While it’s fantastic to not need to bring a watch charger on long excursions, the OnePlus charger is also a terrific travel companion. The OnePlus Watch 2’s charger is a compact puck with USB-C input, so you can travel with one fewer cord than other watch chargers that are permanently tied to USB cables.
This particular smartwatch charger is just what I’ve been looking for—convenient as I could have imagined. I don’t need to search for a place to put in a USB cable since my home has limited port space—I can just attach the converter to any USB-C charger.
Additionally, it is quick: the watch may be fully charged in less than an hour with the adaptor charging at up to 7.5 watts. Additionally, it can charge the watch to 25% capacity in around ten minutes, so even a few times a week while taking a shower will keep it fully charged. I will definitely be missing this charger when I use a wristwatch again.

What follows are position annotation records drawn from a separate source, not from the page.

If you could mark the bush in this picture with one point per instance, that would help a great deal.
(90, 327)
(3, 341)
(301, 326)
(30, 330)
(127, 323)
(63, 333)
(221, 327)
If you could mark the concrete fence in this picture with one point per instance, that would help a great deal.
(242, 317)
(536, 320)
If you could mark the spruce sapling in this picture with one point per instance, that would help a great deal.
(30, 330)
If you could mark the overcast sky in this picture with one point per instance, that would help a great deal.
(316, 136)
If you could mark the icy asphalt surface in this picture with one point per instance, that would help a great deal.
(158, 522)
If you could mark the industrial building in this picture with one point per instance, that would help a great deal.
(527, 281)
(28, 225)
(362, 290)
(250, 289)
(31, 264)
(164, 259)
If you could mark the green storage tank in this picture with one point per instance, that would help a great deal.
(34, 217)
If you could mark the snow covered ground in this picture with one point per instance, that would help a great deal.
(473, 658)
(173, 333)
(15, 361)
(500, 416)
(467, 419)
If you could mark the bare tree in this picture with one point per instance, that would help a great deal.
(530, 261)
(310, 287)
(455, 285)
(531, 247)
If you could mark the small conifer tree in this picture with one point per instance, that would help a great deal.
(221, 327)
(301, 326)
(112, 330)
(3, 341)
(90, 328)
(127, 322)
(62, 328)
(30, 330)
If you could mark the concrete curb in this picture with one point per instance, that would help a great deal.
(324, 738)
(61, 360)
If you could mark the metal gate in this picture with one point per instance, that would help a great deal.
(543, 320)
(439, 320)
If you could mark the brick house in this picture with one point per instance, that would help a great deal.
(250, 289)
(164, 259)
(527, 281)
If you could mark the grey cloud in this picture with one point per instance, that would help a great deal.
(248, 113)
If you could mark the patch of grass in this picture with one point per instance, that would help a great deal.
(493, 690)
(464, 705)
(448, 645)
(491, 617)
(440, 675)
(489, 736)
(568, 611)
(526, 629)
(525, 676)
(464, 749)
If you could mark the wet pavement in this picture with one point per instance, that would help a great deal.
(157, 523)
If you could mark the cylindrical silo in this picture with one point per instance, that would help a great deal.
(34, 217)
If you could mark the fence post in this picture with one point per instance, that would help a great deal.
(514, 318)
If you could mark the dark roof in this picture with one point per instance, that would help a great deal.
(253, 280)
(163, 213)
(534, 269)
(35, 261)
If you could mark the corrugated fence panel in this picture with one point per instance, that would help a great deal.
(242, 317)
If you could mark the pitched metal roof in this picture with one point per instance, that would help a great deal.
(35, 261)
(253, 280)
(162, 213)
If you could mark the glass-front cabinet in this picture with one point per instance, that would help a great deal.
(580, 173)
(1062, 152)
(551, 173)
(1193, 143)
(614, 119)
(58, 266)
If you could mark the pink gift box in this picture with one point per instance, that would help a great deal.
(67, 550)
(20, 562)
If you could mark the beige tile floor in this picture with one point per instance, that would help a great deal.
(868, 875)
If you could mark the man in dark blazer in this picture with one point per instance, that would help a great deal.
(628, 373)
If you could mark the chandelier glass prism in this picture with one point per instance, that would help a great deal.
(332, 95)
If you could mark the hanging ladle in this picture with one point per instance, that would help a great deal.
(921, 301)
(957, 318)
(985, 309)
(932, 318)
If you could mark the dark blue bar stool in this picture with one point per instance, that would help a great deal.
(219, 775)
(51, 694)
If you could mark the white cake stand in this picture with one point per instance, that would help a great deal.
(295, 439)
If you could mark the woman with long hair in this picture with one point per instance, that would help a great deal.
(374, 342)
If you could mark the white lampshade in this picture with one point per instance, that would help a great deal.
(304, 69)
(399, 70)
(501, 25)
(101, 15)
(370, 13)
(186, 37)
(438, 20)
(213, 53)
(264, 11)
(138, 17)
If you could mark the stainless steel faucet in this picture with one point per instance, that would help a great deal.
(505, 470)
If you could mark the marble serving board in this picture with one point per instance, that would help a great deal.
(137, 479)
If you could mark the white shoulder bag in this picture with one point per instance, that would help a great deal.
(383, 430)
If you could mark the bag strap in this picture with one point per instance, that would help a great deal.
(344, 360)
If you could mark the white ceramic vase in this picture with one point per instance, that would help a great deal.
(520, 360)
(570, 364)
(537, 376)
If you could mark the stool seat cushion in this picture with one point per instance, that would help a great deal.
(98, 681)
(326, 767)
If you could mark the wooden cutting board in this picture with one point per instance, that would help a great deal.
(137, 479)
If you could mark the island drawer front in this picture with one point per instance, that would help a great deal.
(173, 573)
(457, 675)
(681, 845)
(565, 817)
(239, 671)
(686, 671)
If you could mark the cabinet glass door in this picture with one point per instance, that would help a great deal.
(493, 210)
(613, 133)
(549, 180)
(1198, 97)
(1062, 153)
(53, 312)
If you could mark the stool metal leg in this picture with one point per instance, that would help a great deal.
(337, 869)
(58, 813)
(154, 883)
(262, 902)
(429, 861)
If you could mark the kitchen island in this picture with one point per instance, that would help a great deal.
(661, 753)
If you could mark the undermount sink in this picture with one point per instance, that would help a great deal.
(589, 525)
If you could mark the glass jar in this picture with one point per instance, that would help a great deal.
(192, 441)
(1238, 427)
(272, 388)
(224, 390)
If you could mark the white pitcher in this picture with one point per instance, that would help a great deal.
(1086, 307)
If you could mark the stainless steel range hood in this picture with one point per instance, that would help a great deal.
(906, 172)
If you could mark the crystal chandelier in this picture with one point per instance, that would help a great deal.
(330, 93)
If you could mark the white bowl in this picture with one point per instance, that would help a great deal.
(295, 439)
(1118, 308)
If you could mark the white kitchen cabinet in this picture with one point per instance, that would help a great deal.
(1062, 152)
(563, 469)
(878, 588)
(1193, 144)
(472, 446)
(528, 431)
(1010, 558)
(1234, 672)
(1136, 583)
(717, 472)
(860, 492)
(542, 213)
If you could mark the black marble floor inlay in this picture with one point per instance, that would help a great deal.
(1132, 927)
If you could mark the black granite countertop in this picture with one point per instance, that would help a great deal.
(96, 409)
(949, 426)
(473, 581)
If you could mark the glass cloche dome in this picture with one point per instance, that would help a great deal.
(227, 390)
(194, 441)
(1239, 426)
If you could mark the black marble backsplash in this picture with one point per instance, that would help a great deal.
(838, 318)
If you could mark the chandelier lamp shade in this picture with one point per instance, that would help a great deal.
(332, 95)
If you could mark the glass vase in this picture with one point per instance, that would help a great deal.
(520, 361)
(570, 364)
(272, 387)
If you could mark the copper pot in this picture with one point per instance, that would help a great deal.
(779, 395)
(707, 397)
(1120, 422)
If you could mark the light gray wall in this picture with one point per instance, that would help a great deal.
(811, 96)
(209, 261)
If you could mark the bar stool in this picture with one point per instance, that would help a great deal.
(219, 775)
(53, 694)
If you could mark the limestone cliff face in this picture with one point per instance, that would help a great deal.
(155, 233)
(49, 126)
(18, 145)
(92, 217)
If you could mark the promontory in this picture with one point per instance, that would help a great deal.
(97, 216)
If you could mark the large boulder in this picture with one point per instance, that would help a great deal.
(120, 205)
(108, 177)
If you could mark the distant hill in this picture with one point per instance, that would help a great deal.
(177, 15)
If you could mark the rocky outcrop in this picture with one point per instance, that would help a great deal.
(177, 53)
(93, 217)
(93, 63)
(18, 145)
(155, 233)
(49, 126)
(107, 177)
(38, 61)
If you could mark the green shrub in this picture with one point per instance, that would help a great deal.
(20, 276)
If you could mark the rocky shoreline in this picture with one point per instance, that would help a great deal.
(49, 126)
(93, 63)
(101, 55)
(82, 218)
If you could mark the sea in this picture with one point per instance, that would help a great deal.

All things considered, the battery and charging condition are A+; no concerns. I’m hoping Samsung and Google are taking note.
rivalry
The OnePlus Watch 2 is reasonably priced at $300. Naturally, the Samsung Galaxy Watch 6 and the Google Pixel Watch 2 are its two main competitors.
Although it retails for $280, the bigger 44mm Galaxy Watch 6 is often offered for less. Although it has a little smaller display than the OnePlus Watch 2, it has much better outside visibility. Additionally, Samsung’s fitness monitoring seems more precise, which improves the overall coherence and sophistication of the program. However, the OnePlus Watch 2 easily lasts three to four days on a single charge, whereas the Watch 6 probably won’t last two days.
At 41 mm as opposed to 47 mm, the $350 Pixel Watch 2 is much smaller than the OnePlus Watch 2. Though OnePlus’s health monitoring is less dependable than Google’s, the Pixel Watch offers a more refined user experience thanks to its native Wear OS and excellent watch faces. However, the OnePlus Watch 2 easily lasts three times as long as the Pixel Watch 2, which only lasts around thirty hours on a charge.
Is it something you should purchase?
What a thrill the OnePlus Watch 2 is. It’s a rival to the growing Wear OS duopoly that Samsung and Google jointly control, and it’s a generally competitive alternative that should push more established competitors to improve. Its battery life is far longer than that of any other Wear OS wristwatch available, including more expensive alternatives like the $799 Apple Watch Ultra 2. It also has an excellent charger. What OnePlus has done here is something that the whole industry should be taking note of.
However, apart from its obvious benefits in terms of battery life and charging, the OnePlus Watch 2 isn’t anything special. Although it runs Wear OS and can access all of the included applications, the overall experience isn’t quite as comprehensive or well-rounded as that of a watch from Samsung or Google. Activity monitoring is a little hit or miss, and many of OnePlus’s preloaded watch faces are ugly. Even simple UI features like the app drawer are difficult to use.
The OnePlus Watch 2 is unquestionably a wearable that is worth your attention if a wearable’s extended battery life is your top goal and accuracy while monitoring physical activity is not a major concern. However, you may want to hold off until the inevitable OnePlus Watch 3 if all you want is a seamless wristwatch experience and a days-long battery life is more of a nice-to-have. For my part, I’m excited about it.